Itas Diatec Trentino pewnie wygrał w ćwierćfinale z Perugią 3:0 (25:22, 25:19, 25:20) i 30 stycznia zagra o finał z drużyną Silvano Prandiego - Trenkwalderem Modena, która niespodziewanie pokonała Maceratę 3:2 (25:17, 23:25, 25:21, 23:25, 15:13). W ten sposób triumfatorzy dwóch ostatnich edycji Pucharu Włoch znaleźli się za burtą, co z pewnością jest sporą niespodzianką rozgrywek. Choć Macerata nie jest wolna od problemów kadrowych, w lidze spisuje się coraz lepiej. Czego więc zabrakło w walce o finał Tim Cup A1? Chyba wyłącznie odrobiny szczęście w końcówce tie breaka. Gdyby przy stanie 14:13 Omrcen przebił się przez ręce Piscopo, być może to siatkarze Ferdinando De Giorgi cieszyliby się ze zwycięstwa....
Trento, bez Łukasza Żygadło w wyjściowej szóstce nie pozostawiło najmniejszych złudzeń przeciwnikom z Perugii, a konkurent Polaka na rozegraniu Raphael został wybrany MVP pojedynku. Podopieczni Radostina Stojczewa z pewnością odetchnęli z ulgą, że w półfinale nie natkną się na będący w wyraźnym gazie Sisley Treviso, który już trzykrotnie zamknął im drogę po cenne trofeum (na etapie ćwierćfinału).

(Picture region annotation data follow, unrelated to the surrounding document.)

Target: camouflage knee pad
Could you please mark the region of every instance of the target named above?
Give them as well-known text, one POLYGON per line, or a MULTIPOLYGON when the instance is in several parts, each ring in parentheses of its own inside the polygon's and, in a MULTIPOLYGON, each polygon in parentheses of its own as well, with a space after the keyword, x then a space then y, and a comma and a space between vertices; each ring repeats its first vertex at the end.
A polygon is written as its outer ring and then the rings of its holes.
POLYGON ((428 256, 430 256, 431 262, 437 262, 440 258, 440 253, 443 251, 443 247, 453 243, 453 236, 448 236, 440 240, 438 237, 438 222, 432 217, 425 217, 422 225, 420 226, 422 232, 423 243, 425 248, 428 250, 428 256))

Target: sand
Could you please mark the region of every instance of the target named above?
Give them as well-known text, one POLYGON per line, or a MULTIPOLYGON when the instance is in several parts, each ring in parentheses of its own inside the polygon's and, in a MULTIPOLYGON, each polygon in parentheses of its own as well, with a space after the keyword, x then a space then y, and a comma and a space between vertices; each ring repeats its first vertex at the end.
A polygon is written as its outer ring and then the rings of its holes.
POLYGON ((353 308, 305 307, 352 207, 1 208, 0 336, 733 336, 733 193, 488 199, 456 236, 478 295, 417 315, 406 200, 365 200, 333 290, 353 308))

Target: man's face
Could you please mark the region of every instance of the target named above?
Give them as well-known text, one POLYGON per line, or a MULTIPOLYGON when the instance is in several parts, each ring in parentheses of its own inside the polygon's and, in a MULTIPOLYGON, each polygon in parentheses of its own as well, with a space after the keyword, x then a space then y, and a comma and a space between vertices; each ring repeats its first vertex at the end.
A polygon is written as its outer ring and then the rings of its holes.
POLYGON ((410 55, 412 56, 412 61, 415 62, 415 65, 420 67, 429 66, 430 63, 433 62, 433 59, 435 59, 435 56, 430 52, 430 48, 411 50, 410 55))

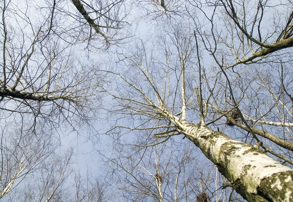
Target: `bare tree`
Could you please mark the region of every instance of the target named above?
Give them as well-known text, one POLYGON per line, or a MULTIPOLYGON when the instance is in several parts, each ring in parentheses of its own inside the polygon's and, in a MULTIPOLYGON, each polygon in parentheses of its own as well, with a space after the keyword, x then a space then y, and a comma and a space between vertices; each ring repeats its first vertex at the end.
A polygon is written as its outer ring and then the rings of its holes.
POLYGON ((122 1, 82 2, 0 2, 0 198, 38 172, 47 174, 39 179, 40 200, 57 197, 72 154, 54 159, 59 136, 94 129, 104 78, 98 62, 81 53, 121 39, 126 14, 122 1), (49 159, 51 167, 40 167, 49 159), (59 165, 60 177, 52 180, 59 165))
POLYGON ((108 92, 132 121, 120 128, 160 129, 162 141, 182 134, 248 201, 292 201, 292 4, 189 3, 190 18, 170 25, 180 34, 160 30, 164 48, 159 38, 118 56, 110 72, 124 84, 108 92))

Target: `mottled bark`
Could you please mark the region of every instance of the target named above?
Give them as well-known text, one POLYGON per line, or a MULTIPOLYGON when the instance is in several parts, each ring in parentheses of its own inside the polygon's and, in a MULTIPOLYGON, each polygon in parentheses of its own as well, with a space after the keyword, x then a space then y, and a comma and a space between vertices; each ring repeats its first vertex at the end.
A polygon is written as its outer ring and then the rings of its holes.
POLYGON ((175 117, 171 119, 245 199, 293 201, 293 170, 273 160, 257 146, 233 140, 206 127, 175 117))

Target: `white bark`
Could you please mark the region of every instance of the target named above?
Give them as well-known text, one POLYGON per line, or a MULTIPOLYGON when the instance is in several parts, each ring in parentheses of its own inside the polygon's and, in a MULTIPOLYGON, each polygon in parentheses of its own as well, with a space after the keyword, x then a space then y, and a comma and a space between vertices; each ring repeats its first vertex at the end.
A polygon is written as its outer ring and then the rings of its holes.
POLYGON ((200 148, 248 201, 293 201, 293 170, 273 160, 256 146, 181 121, 167 110, 163 111, 178 131, 200 148))
POLYGON ((178 125, 248 201, 293 201, 293 170, 220 132, 187 122, 178 125))

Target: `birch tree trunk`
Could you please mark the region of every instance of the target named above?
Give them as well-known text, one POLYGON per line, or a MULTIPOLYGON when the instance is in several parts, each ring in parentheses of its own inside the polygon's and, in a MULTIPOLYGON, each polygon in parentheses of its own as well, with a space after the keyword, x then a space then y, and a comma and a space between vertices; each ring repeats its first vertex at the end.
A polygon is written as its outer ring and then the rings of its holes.
POLYGON ((271 158, 257 145, 177 119, 171 120, 248 201, 293 200, 293 170, 271 158))

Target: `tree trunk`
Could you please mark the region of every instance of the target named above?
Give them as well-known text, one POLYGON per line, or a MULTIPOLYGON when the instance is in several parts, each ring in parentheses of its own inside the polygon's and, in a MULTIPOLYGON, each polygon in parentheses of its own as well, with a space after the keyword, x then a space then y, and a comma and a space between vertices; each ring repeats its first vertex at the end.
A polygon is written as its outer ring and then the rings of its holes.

Wielki Sisley, który przez ostatnie lata przeżywał niezwykle trudne chwile, okupione znacznymi zmianami kadrowymi i kolosalnym spadkiem notowań (od trzech lat drużyna z Treviso nie stanęła na rodzimym podium), w tym sezonie wraca na szczyt. W meczu ćwierćfinałowym Pucharu Włoch Sisley pokonał mistrza kraju 3:0 (25:21, 25:23, 25:21). Zawodnicy Roberto Piazzy rozpoczęli z wysokiego "c” - od prowadzenia 16:5 w premierowej odsłonie. Rywale częściowo odrobili straty, ale na wygranie chociażby jednego seta, tego dnia nie mieli szans. Pod siatką brylował Rob Bontje, ale zwycięstwo okupił skręconą kostką, na rozegraniu kunsztem popisywał się Brazylijczyk Ricardo, a w ataku nie do zatrzymania był Alessandro Fei.
W półfinale drużyna z Treviso zmierzy się z Bre Bancą Lannutti Cuneo, która potrzebowała aż pięć setów, by pokonać Acqua Paradiso Monzę (3:2 -16:25, 21:25, 25:18, 25:19, 15:13). Obydwa zespoły spotkały się na tym etapie rywalizacji również rok temu. Wtedy ostatnie słowo należało do Cuneo. Jak będzie tym razem, okaże się już 30 stycznia.